The evolution of large language models (LLMs) has undergone a key transition from pre-training to post-training. The pre-training phase equips models with general language capabilities, but it is the post-training phase that gives them practical value and aligns them with human preferences. Traditional supervised fine-tuning (SFT) relies on static manually annotated data, making it difficult to capture the nuances of human preferences and impossible for models to learn continuously through interaction. On-Policy post-training methods allow models to learn in real time through interaction with the environment or humans, using policy gradient optimization to make outputs more consistent with desired behavioral patterns.

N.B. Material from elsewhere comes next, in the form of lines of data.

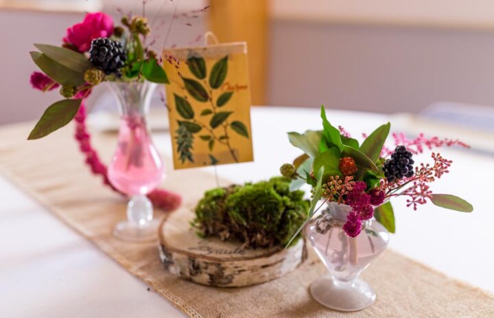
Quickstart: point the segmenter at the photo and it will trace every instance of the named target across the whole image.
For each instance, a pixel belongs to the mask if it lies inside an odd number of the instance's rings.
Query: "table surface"
[[[328,111],[328,117],[354,136],[389,120],[382,115],[335,110]],[[277,174],[282,163],[300,154],[285,133],[320,126],[319,111],[307,109],[254,107],[252,122],[255,161],[218,166],[221,177],[244,182]],[[403,127],[392,129],[407,129],[400,124]],[[461,137],[454,130],[444,133]],[[170,155],[167,133],[154,134],[154,141],[163,154]],[[405,199],[395,200],[397,234],[391,237],[390,248],[494,292],[494,212],[489,192],[494,157],[456,148],[440,152],[454,162],[451,172],[432,189],[461,195],[473,204],[473,213],[432,204],[414,211],[405,207]],[[185,317],[1,175],[0,202],[0,317]]]

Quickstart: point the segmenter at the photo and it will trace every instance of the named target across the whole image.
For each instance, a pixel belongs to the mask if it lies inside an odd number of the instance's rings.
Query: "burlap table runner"
[[[190,317],[494,317],[491,295],[392,251],[386,251],[363,273],[377,299],[357,313],[331,310],[311,299],[309,283],[326,273],[314,254],[294,272],[251,287],[217,288],[178,279],[165,271],[156,243],[124,243],[112,236],[113,225],[125,218],[126,202],[88,172],[72,139],[71,127],[28,142],[25,137],[32,126],[0,129],[0,169],[4,174]],[[109,158],[115,136],[100,134],[95,139],[102,157]],[[163,185],[181,193],[185,204],[191,205],[214,185],[213,178],[200,170],[169,169]],[[157,217],[163,216],[157,212]]]

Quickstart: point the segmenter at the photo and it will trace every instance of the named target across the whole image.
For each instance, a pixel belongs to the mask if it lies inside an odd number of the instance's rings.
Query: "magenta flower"
[[[31,74],[30,82],[34,89],[43,91],[51,91],[60,86],[44,73],[38,71],[34,71]]]
[[[111,16],[103,12],[88,13],[82,22],[67,29],[63,41],[75,46],[80,52],[85,52],[89,50],[93,40],[109,37],[113,33]]]

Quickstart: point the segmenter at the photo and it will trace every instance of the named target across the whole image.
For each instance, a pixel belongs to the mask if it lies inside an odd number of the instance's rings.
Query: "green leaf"
[[[342,154],[344,156],[353,158],[353,160],[355,160],[355,163],[357,163],[361,172],[363,169],[369,169],[376,172],[379,172],[379,169],[374,162],[357,149],[344,145]]]
[[[390,201],[374,209],[374,217],[390,233],[395,233],[395,213]]]
[[[30,52],[31,58],[41,70],[55,82],[64,86],[77,87],[86,83],[84,74],[53,60],[40,52]]]
[[[84,73],[93,67],[89,60],[81,53],[64,47],[47,44],[35,44],[34,46],[49,58],[78,73]]]
[[[49,106],[27,137],[37,139],[49,135],[70,122],[75,116],[82,100],[63,100]]]
[[[183,78],[183,80],[185,89],[195,100],[202,102],[209,100],[209,95],[199,82],[185,78]]]
[[[320,131],[307,130],[303,135],[288,133],[288,140],[295,147],[302,149],[311,158],[319,155],[319,143],[322,134]]]
[[[215,128],[218,126],[223,124],[223,122],[226,120],[226,119],[232,114],[232,113],[233,112],[220,111],[218,113],[216,113],[215,114],[214,114],[211,121],[209,122],[209,125],[211,126],[212,128]]]
[[[388,138],[391,124],[388,123],[377,128],[362,143],[360,152],[367,156],[373,162],[377,162],[383,146]]]
[[[206,63],[204,58],[191,55],[187,58],[187,65],[194,76],[200,80],[206,78]]]
[[[183,122],[180,120],[178,120],[178,122],[180,126],[185,126],[187,130],[191,133],[199,133],[202,129],[202,127],[198,125],[195,122]]]
[[[230,124],[230,127],[241,136],[244,136],[246,138],[248,138],[248,130],[247,127],[242,122],[235,121]]]
[[[169,84],[168,76],[167,76],[165,70],[154,58],[144,62],[142,67],[142,73],[143,76],[150,82]]]
[[[471,212],[473,207],[462,198],[451,194],[432,194],[431,201],[438,207],[460,212]]]
[[[341,134],[340,130],[333,126],[329,122],[328,122],[326,117],[326,111],[324,109],[324,105],[321,105],[321,118],[322,119],[322,127],[324,130],[322,131],[322,135],[324,136],[325,140],[329,146],[336,146],[340,151],[343,150],[343,143],[341,140]]]
[[[215,63],[209,75],[209,86],[213,89],[220,88],[224,82],[228,72],[228,56]]]
[[[175,106],[178,112],[178,114],[186,120],[191,120],[193,118],[194,112],[192,109],[189,101],[182,96],[178,96],[177,94],[174,94],[175,96]]]
[[[355,139],[353,138],[350,138],[349,137],[344,137],[343,135],[341,136],[341,139],[342,139],[342,143],[344,145],[346,145],[349,147],[351,147],[355,149],[358,149],[359,144],[358,144],[358,141],[357,139]]]
[[[326,183],[329,176],[342,176],[338,168],[340,157],[340,150],[338,147],[333,147],[314,158],[313,171],[319,171],[322,167],[324,167],[323,183]]]
[[[216,101],[216,106],[217,106],[218,107],[224,106],[228,102],[228,100],[230,100],[232,95],[233,95],[233,91],[227,91],[221,94],[218,98],[217,100]]]
[[[302,229],[305,227],[305,225],[307,225],[307,223],[310,220],[310,219],[312,218],[312,216],[314,216],[316,210],[316,205],[317,205],[318,202],[319,202],[319,200],[321,198],[321,196],[322,194],[322,175],[324,174],[324,167],[321,168],[320,170],[319,170],[318,172],[316,172],[316,178],[317,178],[317,183],[316,186],[314,188],[313,192],[313,196],[312,199],[311,200],[311,208],[309,211],[309,215],[307,216],[307,218],[305,219],[304,223],[301,225],[301,227],[298,228],[298,229],[296,230],[295,234],[292,236],[292,238],[290,238],[288,243],[285,247],[285,249],[288,247],[292,243],[292,242],[295,239],[295,238],[298,235],[298,234],[302,231]]]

## Overview of the Resource Library: One-Stop Technical Navigation

This open-source resource library systematically organizes core papers, open-source code, review articles, and benchmark tests in the field of On-Policy post-training, classified by technical methods, and provides a clear learning path. The resource library uses the MIT license, allowing free use, modification, and distribution to help the community progress together.

## Analysis of Core Technical Methods

### 1. Online Supervised Fine-Tuning (Online SFT)
Traditional SFT uses static datasets, while online SFT dynamically generates samples and filters them. Its advantage is exploring a wider output space and selecting high-quality samples through self-assessment or external feedback. The challenge is avoiding the cyclic reinforcement of error patterns.

### 2. On-Policy Policy Distillation
Let the student model actively sample and learn the optimal strategy under the guidance of the teacher model. It has higher sample efficiency and better generalization ability than offline distillation.

### 3. RLHF: Learning from Human Feedback
By training a reward model to capture human preferences and using PPO (Proximal Policy Optimization) to optimize LLM outputs, it successfully converts subjective judgments into optimizable objectives. However, it faces challenges such as over-optimization of the reward model, annotation bias, and high computational costs.

### 4. RLVR: Reinforcement Learning with Verifiable Rewards
Using automatically verifiable reward signals (e.g., code execution results, mathematical answers), it performs well in reasoning tasks. Models like DeepSeek-R1 have proven its potential to improve reasoning capabilities.

### 5. Self-Improvement and Validator-Guided Learning
Self-improvement allows models to iteratively optimize without external supervision; validator-guided learning introduces an independent verification component to correct errors. The combination of the two has significant effects in complex reasoning tasks.

### 6. Search-Based Training Methods
Combining search algorithms (e.g., MCTS, beam search) to explore better reasoning paths, improving accuracy and interpretability.

## Practical Significance and Application Prospects

The resource library provides full-link support from theory to practice for AI researchers and engineers. Whether you want to understand the principles of RLHF or find code implementations, you can find references here. On-Policy post-training technology reshapes the capability boundaries of LLMs. Advanced models such as ChatGPT, Claude, Llama, and DeepSeek all adopt these methods extensively. Mastering these methods can help build more intelligent, reliable, and human-aligned AI systems.

## Conclusion and Learning Recommendations

The field of On-Policy post-training is developing rapidly, with new algorithms emerging endlessly. The value of this resource library lies in its continuous updates, helping researchers keep up with the latest progress. Recommended learning path: Establish an overall understanding from review articles, then read original papers on specific methods, and finally verify through open-source code practice, achieving a trinity of 'review-paper-code' learning.